Several configuration choices deserve explanation.

Honest trees (honest=True) split the data inside each tree into two halves. One half is used to choose the splits — which variable, which threshold — and the other half is used to estimate the leaf means. A standard regression tree uses the same observations for both jobs, which lets the tree pick splits that artificially separate noisy observations and then quote the resulting separation back as if it were signal. The “exam writer / exam taker” analogy: honesty stops the tree from setting questions it has already memorized the answers to. Operationally, honesty is what licenses asymptotically valid confidence intervals — without it, the leaf estimates are tighter than they should be and inference=True’s reported standard errors would be misleadingly small. Wager & Athey (2018) formalize the result and prove $\sqrt{n}$-asymptotic normality for honest causal forests.

Cross-fitting (cv=5) addresses a different overfitting risk. When the same data are used to estimate the nuisance functions $\hat g_0, \hat m_0$ and to apply them as residualizers, in-sample residuals are too small on average and bias the second stage. Cross-fitting splits the data into 5 folds, fits the nuisance models on 4 of them, applies the fitted models to the held-out fold, and rotates. Each observation is residualized using nuisance estimates that did not see it.

GroupKFold via groups=district_id. Our panel observes each district across multiple years. Plain $K$-fold would scatter rows from the same district across folds, so the nuisance models would peek at most of a district’s rows when predicting one held-out year — leakage that artificially shrinks first-stage residuals. Passing groups=df['district_id'].values to fit() triggers GroupKFold, which keeps every district inside one fold.

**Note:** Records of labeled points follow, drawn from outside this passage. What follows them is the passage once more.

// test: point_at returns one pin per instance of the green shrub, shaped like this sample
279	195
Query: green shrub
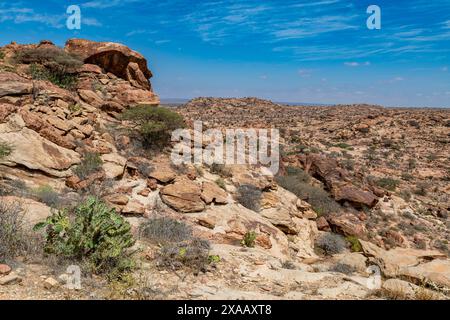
318	198
249	239
249	196
5	150
58	77
165	230
12	235
355	245
192	254
388	183
221	170
331	243
52	64
422	188
93	233
91	163
154	124
47	195
300	174
221	183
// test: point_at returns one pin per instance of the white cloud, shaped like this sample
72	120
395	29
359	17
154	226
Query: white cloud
357	64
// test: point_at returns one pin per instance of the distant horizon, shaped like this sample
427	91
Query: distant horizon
185	100
298	50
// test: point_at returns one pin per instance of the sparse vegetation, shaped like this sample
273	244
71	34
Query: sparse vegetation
52	64
249	239
221	170
250	197
319	199
165	230
154	124
355	245
221	183
5	150
331	243
47	195
90	164
191	254
92	233
387	183
12	235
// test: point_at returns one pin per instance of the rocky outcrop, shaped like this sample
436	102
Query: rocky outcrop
12	84
184	195
336	179
114	58
46	156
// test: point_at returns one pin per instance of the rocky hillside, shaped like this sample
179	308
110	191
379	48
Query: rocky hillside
209	232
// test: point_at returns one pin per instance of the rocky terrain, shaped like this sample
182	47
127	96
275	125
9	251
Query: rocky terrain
361	188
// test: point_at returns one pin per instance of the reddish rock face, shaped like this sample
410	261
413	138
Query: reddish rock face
115	58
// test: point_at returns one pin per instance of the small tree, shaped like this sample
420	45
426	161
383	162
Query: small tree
93	232
5	150
154	124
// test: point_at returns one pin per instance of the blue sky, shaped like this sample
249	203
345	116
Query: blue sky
316	51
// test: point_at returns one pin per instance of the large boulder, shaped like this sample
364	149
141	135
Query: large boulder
337	180
32	151
184	196
12	84
412	263
114	58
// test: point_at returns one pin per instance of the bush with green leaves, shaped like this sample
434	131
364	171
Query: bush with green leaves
331	243
191	254
249	196
91	163
52	64
249	239
387	183
318	198
5	150
165	230
92	232
47	195
154	124
12	235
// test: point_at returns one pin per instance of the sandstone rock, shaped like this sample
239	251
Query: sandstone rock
437	271
119	199
322	224
12	84
336	179
211	192
353	194
229	223
34	211
46	156
90	68
184	196
306	209
114	58
50	283
90	97
348	224
4	269
134	207
113	165
152	184
355	260
162	173
9	279
399	261
59	123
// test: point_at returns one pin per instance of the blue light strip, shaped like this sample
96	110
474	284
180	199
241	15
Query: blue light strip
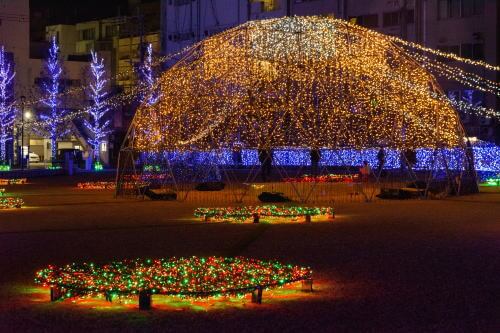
487	158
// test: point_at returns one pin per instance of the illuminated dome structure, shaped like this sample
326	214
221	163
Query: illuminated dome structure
295	82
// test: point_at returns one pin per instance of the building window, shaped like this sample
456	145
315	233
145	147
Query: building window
410	16
478	7
466	51
87	34
111	31
391	19
443	9
478	51
454	49
459	8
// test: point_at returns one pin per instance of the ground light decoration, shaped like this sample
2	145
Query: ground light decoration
293	83
7	109
240	214
10	202
13	181
96	185
194	277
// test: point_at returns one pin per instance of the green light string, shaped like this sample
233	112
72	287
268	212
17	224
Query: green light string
196	277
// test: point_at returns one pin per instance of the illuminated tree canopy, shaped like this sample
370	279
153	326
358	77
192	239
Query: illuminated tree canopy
296	82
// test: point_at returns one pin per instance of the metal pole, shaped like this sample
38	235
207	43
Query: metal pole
23	98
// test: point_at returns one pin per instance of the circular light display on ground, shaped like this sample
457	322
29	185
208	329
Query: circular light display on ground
184	277
243	213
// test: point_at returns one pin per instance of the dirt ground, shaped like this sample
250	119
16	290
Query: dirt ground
385	266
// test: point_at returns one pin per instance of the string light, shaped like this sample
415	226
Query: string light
7	109
296	82
54	123
10	202
241	214
13	181
96	186
98	127
184	277
486	158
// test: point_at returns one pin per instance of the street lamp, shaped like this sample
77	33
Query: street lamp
23	100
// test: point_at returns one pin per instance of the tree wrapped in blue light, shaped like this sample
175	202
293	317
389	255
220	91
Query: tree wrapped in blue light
54	122
7	109
148	77
98	126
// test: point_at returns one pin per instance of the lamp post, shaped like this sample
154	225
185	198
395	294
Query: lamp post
23	99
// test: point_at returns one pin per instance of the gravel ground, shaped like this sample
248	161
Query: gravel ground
387	266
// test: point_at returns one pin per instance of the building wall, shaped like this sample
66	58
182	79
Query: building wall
66	36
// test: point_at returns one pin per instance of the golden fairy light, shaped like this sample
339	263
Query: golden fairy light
297	82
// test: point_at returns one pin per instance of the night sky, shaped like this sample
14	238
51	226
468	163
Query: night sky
48	12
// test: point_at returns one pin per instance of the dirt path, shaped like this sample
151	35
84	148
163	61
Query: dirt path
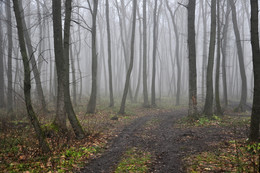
158	135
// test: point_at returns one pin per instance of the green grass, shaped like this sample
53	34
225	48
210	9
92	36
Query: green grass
134	160
234	156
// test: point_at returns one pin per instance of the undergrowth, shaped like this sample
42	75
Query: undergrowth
134	160
231	156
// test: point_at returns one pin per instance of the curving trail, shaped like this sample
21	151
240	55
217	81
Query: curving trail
158	135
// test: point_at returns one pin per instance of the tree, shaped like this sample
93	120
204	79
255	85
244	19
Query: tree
192	59
208	107
68	105
2	84
27	81
91	108
62	65
60	118
217	100
243	97
9	62
111	104
35	70
155	39
122	107
255	116
145	92
224	54
176	52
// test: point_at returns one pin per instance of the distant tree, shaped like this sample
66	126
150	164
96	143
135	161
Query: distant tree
205	43
155	43
2	83
173	14
145	92
9	60
33	62
255	116
224	55
27	80
122	107
208	107
243	98
91	108
217	99
192	59
111	95
60	118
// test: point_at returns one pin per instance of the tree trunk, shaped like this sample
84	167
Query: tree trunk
176	53
140	58
111	95
243	98
204	60
2	83
155	35
208	108
33	63
217	100
9	62
122	107
91	108
192	59
255	116
73	71
68	105
27	81
145	92
60	119
224	55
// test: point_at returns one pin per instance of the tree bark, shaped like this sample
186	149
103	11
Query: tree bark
145	91
192	59
60	119
122	107
2	83
33	63
9	62
155	36
217	100
91	108
224	55
111	95
208	108
243	98
176	53
255	116
204	60
27	81
68	105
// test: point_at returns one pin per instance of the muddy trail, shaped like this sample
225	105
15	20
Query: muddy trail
168	143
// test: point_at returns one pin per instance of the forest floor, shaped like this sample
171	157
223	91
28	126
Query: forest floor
161	139
171	143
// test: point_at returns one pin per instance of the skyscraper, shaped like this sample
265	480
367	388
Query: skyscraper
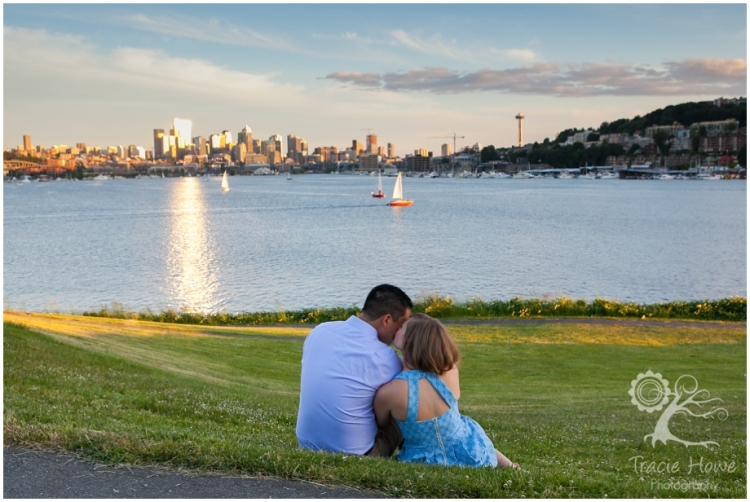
200	145
276	140
182	128
159	143
245	136
372	143
357	146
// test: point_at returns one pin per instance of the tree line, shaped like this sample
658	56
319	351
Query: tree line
577	155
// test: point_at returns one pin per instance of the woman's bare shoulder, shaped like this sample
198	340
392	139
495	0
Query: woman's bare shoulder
395	386
450	378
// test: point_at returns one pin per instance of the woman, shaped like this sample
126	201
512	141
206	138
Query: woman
423	399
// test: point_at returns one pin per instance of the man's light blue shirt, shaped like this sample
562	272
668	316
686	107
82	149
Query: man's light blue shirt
343	365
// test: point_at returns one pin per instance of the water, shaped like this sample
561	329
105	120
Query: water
322	241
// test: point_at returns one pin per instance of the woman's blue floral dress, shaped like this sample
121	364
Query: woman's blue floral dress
450	439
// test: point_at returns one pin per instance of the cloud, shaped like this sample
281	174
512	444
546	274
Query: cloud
69	65
526	55
688	77
435	45
209	30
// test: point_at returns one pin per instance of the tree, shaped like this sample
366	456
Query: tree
660	138
742	156
489	154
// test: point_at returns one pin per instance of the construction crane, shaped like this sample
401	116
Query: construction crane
453	156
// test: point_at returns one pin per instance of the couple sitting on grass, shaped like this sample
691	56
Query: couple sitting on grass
358	397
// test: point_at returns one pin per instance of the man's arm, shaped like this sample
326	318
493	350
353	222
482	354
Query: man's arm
381	405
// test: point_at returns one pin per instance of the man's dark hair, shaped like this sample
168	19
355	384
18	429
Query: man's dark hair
386	299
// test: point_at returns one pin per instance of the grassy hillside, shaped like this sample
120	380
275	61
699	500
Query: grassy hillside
553	398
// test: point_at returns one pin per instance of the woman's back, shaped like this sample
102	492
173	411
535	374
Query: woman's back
434	431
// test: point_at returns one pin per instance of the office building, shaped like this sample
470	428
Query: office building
419	162
357	147
160	143
372	143
227	135
369	162
182	128
277	143
201	148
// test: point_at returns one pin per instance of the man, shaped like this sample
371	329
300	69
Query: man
343	365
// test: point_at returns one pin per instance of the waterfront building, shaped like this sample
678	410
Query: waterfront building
226	138
214	142
255	158
277	144
372	143
419	162
239	152
357	147
160	143
182	128
201	148
369	162
327	153
246	136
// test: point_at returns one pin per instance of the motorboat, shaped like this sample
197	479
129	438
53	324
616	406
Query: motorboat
379	194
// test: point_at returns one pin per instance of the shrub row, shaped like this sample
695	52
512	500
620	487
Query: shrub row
443	307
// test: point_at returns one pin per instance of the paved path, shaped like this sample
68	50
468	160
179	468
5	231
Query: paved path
39	474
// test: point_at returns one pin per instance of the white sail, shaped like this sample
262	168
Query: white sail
398	191
225	182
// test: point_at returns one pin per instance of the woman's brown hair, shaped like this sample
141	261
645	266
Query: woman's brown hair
428	346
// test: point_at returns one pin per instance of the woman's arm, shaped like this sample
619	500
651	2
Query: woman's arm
450	378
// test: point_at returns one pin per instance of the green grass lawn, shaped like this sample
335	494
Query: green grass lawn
553	398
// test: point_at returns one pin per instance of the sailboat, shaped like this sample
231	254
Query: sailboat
398	194
379	194
225	182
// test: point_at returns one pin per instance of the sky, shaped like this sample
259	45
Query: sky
414	75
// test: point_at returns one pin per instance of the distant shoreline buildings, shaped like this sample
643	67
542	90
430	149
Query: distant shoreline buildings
177	148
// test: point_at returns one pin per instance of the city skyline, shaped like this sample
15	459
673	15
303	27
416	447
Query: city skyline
110	74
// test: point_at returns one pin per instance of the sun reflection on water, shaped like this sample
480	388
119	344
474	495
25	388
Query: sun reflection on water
192	282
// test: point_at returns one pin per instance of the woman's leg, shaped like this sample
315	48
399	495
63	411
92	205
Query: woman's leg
503	462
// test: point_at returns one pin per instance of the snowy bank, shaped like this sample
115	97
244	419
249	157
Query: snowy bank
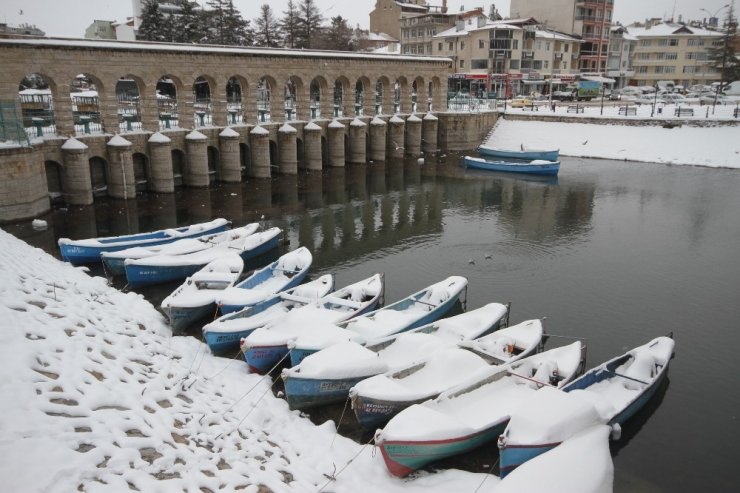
96	395
699	146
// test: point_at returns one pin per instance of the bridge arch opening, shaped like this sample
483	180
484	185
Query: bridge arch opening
35	92
98	176
128	96
166	92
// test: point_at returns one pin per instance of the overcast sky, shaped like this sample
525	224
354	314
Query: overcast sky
69	18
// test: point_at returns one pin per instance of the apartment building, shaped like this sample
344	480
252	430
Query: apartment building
589	19
508	57
668	51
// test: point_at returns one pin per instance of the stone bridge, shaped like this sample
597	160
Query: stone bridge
117	118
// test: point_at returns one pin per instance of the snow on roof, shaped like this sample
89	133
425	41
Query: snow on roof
190	49
229	132
118	141
73	144
666	29
195	135
159	138
287	129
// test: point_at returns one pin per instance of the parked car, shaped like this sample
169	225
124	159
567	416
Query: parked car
521	102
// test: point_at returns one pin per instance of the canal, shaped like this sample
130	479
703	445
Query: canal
613	252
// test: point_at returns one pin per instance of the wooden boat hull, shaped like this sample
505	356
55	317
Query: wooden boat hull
303	393
550	168
404	457
75	252
140	274
547	155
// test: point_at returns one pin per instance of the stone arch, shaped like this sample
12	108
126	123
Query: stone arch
167	90
237	90
203	88
129	89
36	95
54	180
142	171
179	166
98	176
214	164
319	100
84	92
245	159
266	98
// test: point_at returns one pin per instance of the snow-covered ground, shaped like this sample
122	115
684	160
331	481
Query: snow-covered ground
714	146
97	395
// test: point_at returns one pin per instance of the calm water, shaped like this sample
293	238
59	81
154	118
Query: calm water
616	253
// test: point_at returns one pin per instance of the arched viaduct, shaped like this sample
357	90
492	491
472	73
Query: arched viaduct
121	117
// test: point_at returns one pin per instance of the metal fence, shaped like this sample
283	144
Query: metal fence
11	125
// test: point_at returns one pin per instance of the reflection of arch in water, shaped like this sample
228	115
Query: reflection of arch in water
99	176
179	163
142	173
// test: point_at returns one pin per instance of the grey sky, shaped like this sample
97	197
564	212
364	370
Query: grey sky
69	18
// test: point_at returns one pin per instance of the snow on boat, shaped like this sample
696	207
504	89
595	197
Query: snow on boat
165	268
377	399
89	250
472	413
224	333
608	394
521	154
267	346
196	297
421	308
533	167
113	262
581	464
328	375
286	272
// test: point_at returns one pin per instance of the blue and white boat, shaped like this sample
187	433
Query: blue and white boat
377	399
328	375
267	346
286	272
196	297
113	262
521	154
89	250
530	167
474	412
609	394
421	308
224	333
166	268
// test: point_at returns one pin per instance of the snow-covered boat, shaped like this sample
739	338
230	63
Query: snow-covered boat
328	375
286	272
521	154
377	399
267	346
472	413
89	250
608	394
420	308
224	333
196	297
530	167
165	268
113	262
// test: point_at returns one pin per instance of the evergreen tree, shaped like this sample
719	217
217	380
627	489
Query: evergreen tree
267	30
723	56
153	25
289	25
189	26
309	25
338	36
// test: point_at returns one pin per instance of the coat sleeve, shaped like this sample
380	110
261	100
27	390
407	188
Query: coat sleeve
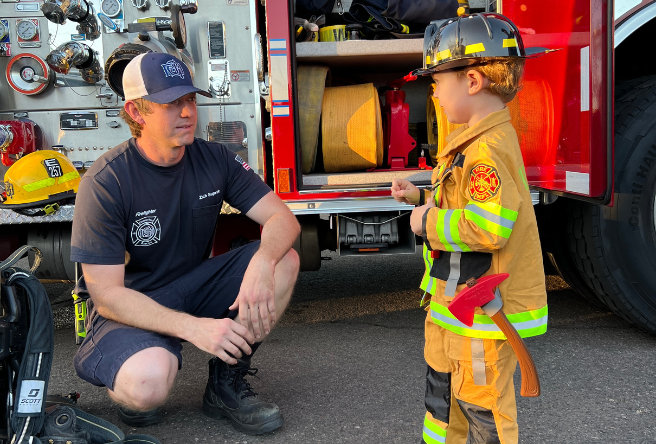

A common confusion: GroupKFold is not the same as clustered standard errors. It blocks within-district leakage in cross-fitting; it does not adjust the second-stage variance for within-district correlation in the residuals. The standard errors EconML reports are forest-level Bootstrap-of-Little-Bags SEs that treat observations as independent. With panel data, true clustered SEs would typically be larger. We flag this as a limitation again in the Discussion section.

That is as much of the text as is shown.